Named Entity Extraction in OpenNLP
Named Entity Extraction Example in openNLP – In this openNLP tutorial, we shall try entity extraction from a sentence using openNLP pre-built models, that were already trained to find the named entity.
What is Named Entity Recognition/Extraction (NER)?
Named Entity Recognition is a task of finding the named entities that could possibly belong to categories like persons, organizations, dates, percentages, etc., and categorize the identified entity to one of these categories.
How Named Entity Extraction is done in OpenNLP?
In OpenNLP, Named Entity Extraction is done using statistical models, i.e., machine learning techniques. Coming to specifics, Maxent modeling is used. To get an intuition on how Maxent modeling works, refer to the motivating example of Maxent modeling.

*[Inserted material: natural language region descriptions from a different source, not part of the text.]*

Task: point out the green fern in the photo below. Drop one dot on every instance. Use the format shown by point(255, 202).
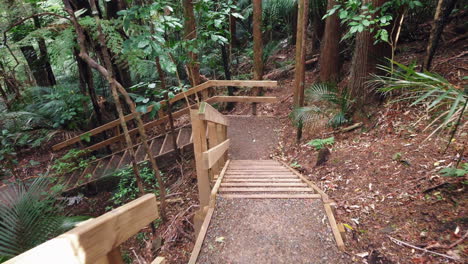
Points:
point(324, 103)
point(28, 217)
point(427, 89)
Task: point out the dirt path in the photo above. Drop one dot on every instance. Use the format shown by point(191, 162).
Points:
point(266, 214)
point(252, 137)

Example 1 – Named Entity Extraction Example in OpenNLP
The following example, NameFinderExample.java shows how to use NameFinderME class to extract named entities, person and place.
NameFinderExample.java
import java.io.FileInputStream;
import java.io.IOException;
import java.io.InputStream;
import opennlp.tools.namefind.NameFinderME;
import opennlp.tools.namefind.TokenNameFinderModel;
import opennlp.tools.util.Span;
/**
* This class demonstrates how to use NameFinderME class to do Named Entity Recognition/Extraction tasks.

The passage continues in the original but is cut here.